Although this case has been determined on the prior issue we were requested by all parties, and those who filed briefs as amicus curiae, to discuss another issue raised in this appeal. Because of the great importance this matter has to the construction industry of this state we will also deal with that issue in this opinion.

The City contended that Deem not only was not entitled to his loss of profits for the reasons set out earlier, but that Deem was also not entitled to benefit under the provisions of ARS § 34-241(B), the taxpayers preference statute, which reads:

In awarding the contract for work to be paid for from public funds, bids of contractors who have satisfactorily performed prior public contracts, and who have paid state and county taxes within the state for not less than two successive years immediately prior to submitting a bid on a plant and equipment such as is ordinarily required for performance of the contract for which the bid is submitted, or on other real or personal property in the state equivalent in value to such plant, shall be deemed a better bid than the bid of a competing contractor who has not paid such taxes, whenever the bid of the competing contractor is less than five per cent lower, and the contractor making a bid, as provided by this section, which is deemed the better bid, shall be awarded the contract.

The City reasons that the application of the Arizona taxpayers preference statute is nullified by the involvement of federal funds under the provisions of ARS § 34-244 (1974):

A. If any provision or condition of this article or §§ 34-301, 34-302 or § 38-481 conflicts with any provision of federal law or any rule or regulation made under federal law pertaining to federal aid contracts, such provision or condition shall not apply on federal aid contracts to the extent that conflict exist, but all provisions or conditions of sections with which there is no conflict shall apply to federal aid contracts.
B. The state and its political subdivisions shall, when federal law, rules or regulations permit, enter into and perform any contract subject to the provisions or conditions of this article and §§ 34-301, 34-302 and § 38-481, and the state and its political subdivisions shall obligate from such funds the amount that the representatives of the federal government require to be deducted from the federal aid funds allotted to the contract by reason of the application of the provisions and conditions of such sections. [emphasis added]

It is the City's contention that since the federal aid contract governing the construction project required the City to award the contract "to the lowest responsible bidder" federal law was in direct conflict with the Arizona preference statute and therefore under the provisions of § 34-244(A) the preference statute was superseded.

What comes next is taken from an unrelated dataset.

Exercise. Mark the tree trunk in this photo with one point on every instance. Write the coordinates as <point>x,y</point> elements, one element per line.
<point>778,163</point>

To accept such a restricted reading of § 34-244 would imply that in all situations where federal funds were involved the taxpayers preference statute would be inapplicable as in direct conflict with federal law. Since a great many public contracts involve federal funding in some respect, this would virtually result in the actual repeal of the preference statute.

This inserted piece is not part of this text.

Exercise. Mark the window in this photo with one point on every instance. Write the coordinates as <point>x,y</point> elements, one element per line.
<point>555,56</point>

Assuming that federal regulations require that construction contracts be awarded to the lowest bidder where federal funds are involved, a direct conflict with Arizona taxpayers preference statute can be avoided by calculating the amount of participating federal funds on the basis of the lowest responsible bid submitted, with the local government making up the contract difference.

A close reading of § 34-244(B) seems to dictate this result. This section provides that where federal funds are involved in conjunction with the state preference statute, and where federal law requires, the *484 state shall obligate from its funds the additional amount awarded on the contract by reason of the preference statute.

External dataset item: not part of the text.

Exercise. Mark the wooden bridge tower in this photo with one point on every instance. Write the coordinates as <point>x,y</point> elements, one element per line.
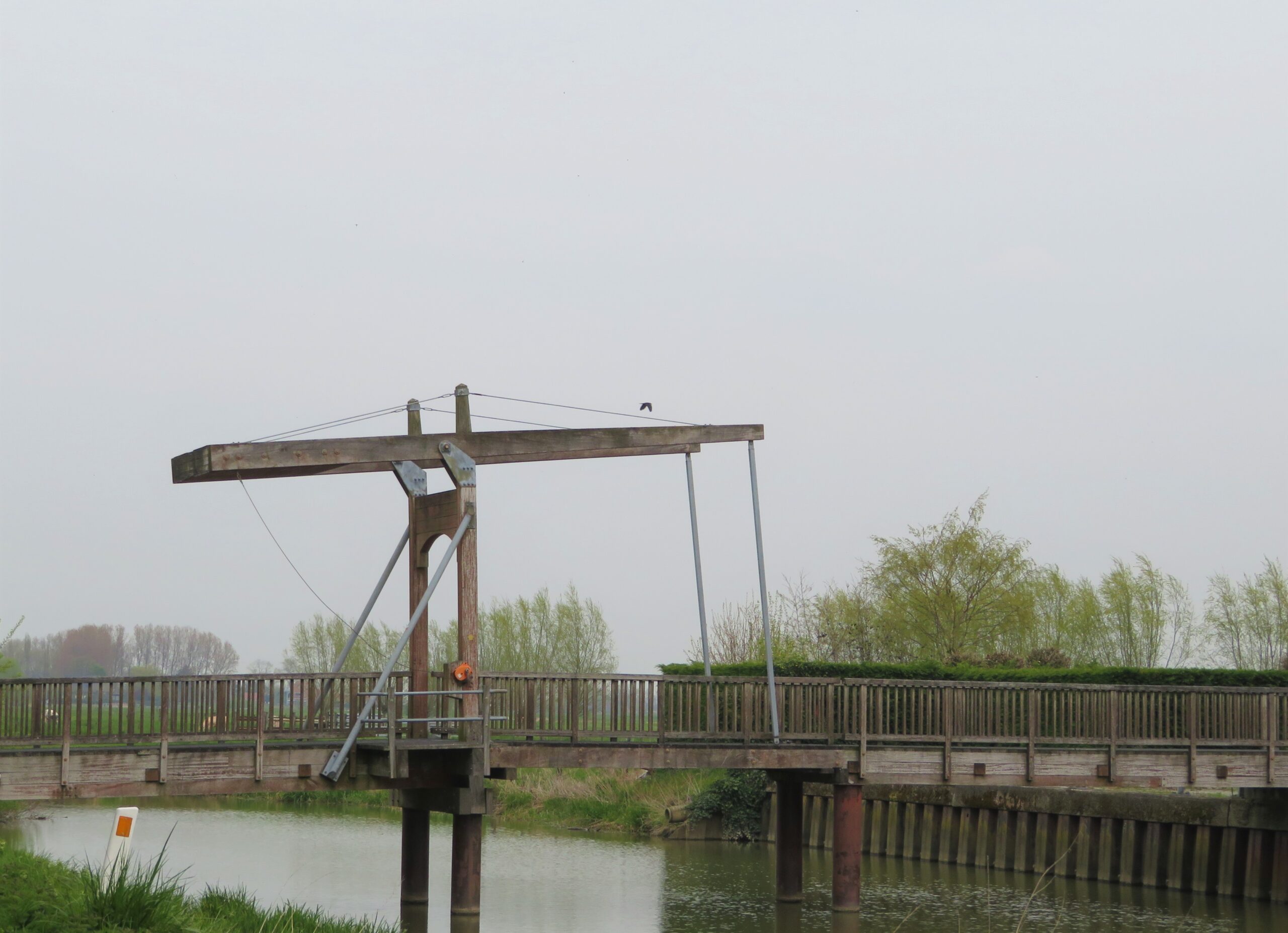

We conclude, therefore, that there is no inherent conflict between federal funding and the Arizona preference statute and absent an express federal prohibition against application of taxpayer preference statutes to federally funded contracts § 34-241(B) should be given its full application.

The judgment of the trial court is reversed.

DONOFRIO, P.J., and NELSON, J., concur.

NOTES

[1] Rules of Procedure of Special Actions, 17A, ARS.